Privacy & redaction¶
Showtail is privacy-first by design:
- Everything is local. All data lives in the
.showtail/folder in your project. - No telemetry, no analytics, no external API calls. Ever.
- You control what is recorded. Showtail only logs what you explicitly run, unless you enable one of the optional capture integrations.
- Secrets are scrubbed before storage. Showtail makes a best-effort pass to
redact provider keys, tokens, passwords, and personal data (email, phone,
card, SSN) from captured text before it is written, and the report notes how
many it removed. It is a safety net, not a guarantee — still avoid putting
secrets in prompts. Tune it under
settings.redactinconfig.json(see Configuration). - The files are plain and inspectable. They are JSON and JSONL files that you can open in any editor.
Committing .showtail/¶
Showtail is designed to be committed into your repository so your educator can
review it.

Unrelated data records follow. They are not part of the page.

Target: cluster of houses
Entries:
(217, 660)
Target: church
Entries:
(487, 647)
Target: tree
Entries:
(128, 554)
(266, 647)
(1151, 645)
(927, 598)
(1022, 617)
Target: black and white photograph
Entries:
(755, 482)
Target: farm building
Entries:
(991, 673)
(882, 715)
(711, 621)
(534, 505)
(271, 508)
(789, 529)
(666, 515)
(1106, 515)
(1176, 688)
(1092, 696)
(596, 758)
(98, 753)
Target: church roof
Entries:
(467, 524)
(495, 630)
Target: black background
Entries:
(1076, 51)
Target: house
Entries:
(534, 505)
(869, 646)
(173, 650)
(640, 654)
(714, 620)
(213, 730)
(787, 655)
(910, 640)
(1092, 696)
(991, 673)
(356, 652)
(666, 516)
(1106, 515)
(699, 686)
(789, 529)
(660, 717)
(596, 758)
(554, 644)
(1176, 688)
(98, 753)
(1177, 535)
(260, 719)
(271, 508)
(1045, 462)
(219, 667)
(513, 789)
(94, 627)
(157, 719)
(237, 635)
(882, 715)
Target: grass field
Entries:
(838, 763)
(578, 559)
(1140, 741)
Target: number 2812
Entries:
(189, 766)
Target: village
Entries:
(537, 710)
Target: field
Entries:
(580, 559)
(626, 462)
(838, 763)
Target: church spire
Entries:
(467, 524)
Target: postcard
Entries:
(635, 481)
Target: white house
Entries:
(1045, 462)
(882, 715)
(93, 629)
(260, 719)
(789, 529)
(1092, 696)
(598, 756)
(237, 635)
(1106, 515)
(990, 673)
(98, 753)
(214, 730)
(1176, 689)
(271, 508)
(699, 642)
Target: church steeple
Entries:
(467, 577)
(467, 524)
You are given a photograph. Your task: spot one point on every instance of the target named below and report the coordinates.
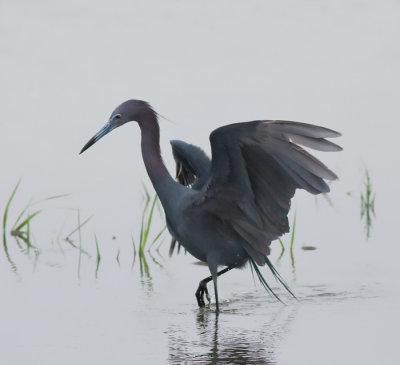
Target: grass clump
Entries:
(367, 199)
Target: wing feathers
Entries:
(256, 168)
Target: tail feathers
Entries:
(276, 275)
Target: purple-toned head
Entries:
(129, 111)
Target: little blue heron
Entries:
(226, 211)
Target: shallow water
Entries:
(201, 65)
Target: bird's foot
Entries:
(201, 290)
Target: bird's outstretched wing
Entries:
(256, 168)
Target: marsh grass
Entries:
(21, 229)
(291, 242)
(147, 218)
(98, 256)
(367, 199)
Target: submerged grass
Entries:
(367, 199)
(98, 256)
(290, 243)
(145, 228)
(21, 229)
(5, 216)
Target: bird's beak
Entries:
(108, 127)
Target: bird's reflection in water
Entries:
(233, 337)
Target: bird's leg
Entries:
(202, 289)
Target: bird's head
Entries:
(128, 111)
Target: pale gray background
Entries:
(65, 65)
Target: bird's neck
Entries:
(162, 181)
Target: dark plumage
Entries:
(227, 210)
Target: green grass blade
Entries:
(292, 240)
(158, 236)
(134, 251)
(282, 248)
(149, 220)
(27, 220)
(98, 257)
(117, 258)
(80, 245)
(5, 215)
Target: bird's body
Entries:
(226, 211)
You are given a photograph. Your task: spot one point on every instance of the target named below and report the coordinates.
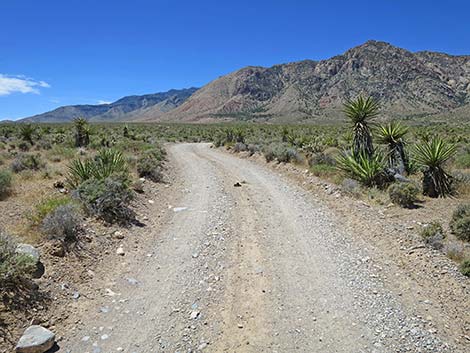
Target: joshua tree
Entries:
(26, 132)
(392, 135)
(82, 132)
(431, 156)
(361, 111)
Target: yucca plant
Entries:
(431, 156)
(82, 132)
(106, 163)
(361, 112)
(392, 135)
(368, 170)
(79, 171)
(27, 132)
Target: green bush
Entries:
(369, 171)
(13, 267)
(107, 199)
(460, 222)
(27, 162)
(149, 167)
(403, 194)
(463, 161)
(433, 235)
(47, 206)
(465, 268)
(106, 163)
(321, 158)
(5, 182)
(281, 153)
(63, 223)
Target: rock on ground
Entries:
(36, 339)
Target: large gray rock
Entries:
(36, 339)
(29, 250)
(26, 249)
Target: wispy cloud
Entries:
(11, 84)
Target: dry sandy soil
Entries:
(248, 258)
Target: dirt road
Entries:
(259, 267)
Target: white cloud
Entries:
(11, 84)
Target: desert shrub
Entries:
(455, 251)
(465, 268)
(5, 182)
(26, 133)
(403, 194)
(369, 171)
(13, 267)
(24, 146)
(106, 163)
(351, 187)
(463, 160)
(323, 170)
(27, 162)
(321, 158)
(460, 222)
(252, 148)
(433, 235)
(63, 223)
(281, 153)
(46, 207)
(107, 199)
(432, 157)
(239, 147)
(150, 167)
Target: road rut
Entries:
(260, 267)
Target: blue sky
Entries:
(64, 52)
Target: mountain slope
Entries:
(124, 109)
(408, 84)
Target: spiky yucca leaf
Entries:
(361, 112)
(369, 171)
(431, 156)
(106, 163)
(391, 133)
(79, 172)
(434, 153)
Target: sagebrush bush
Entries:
(5, 182)
(460, 222)
(47, 206)
(106, 163)
(465, 268)
(433, 235)
(403, 194)
(13, 267)
(281, 153)
(107, 199)
(322, 159)
(351, 187)
(150, 167)
(240, 147)
(368, 170)
(63, 223)
(27, 162)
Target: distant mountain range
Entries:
(409, 86)
(129, 108)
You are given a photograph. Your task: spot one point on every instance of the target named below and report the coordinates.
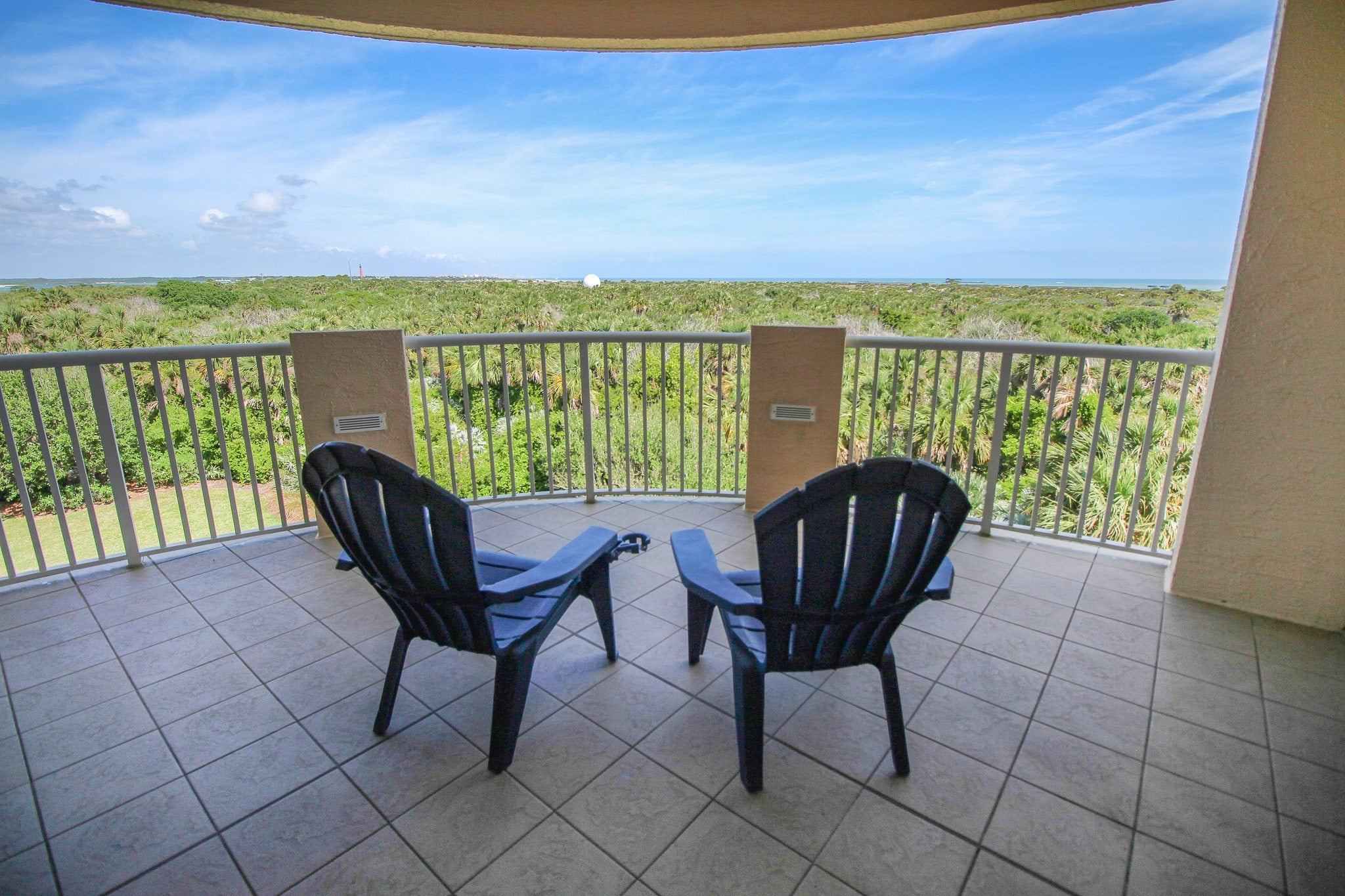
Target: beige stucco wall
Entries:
(1265, 521)
(342, 372)
(793, 366)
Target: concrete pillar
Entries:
(799, 367)
(1264, 527)
(347, 372)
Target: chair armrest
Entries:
(563, 566)
(940, 586)
(703, 576)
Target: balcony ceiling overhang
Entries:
(632, 24)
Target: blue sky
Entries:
(1109, 146)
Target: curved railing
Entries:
(123, 453)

The project-root .gitignore does not ignore .showtail/.
Showtail writes its own .showtail/.gitignore that excludes only the
regenerable, machine-local bits — state.json and reports/. Everything else,
including every student's authors/<slug>/ folder and the shared objects/
store, is committed, which is what lets teammates' trails merge through git.
(Reports are regenerated with showtail report, so they do not need to be
committed.)
Before you commit, remember that your captured prompts become part of your git history. Redaction helps, but do not rely on it — keep passwords, private personal information, and anything you would not want shared out of your prompts while capture is on.
If a project is sensitive, you can add .showtail/ to your project-root
.gitignore and share reports another way.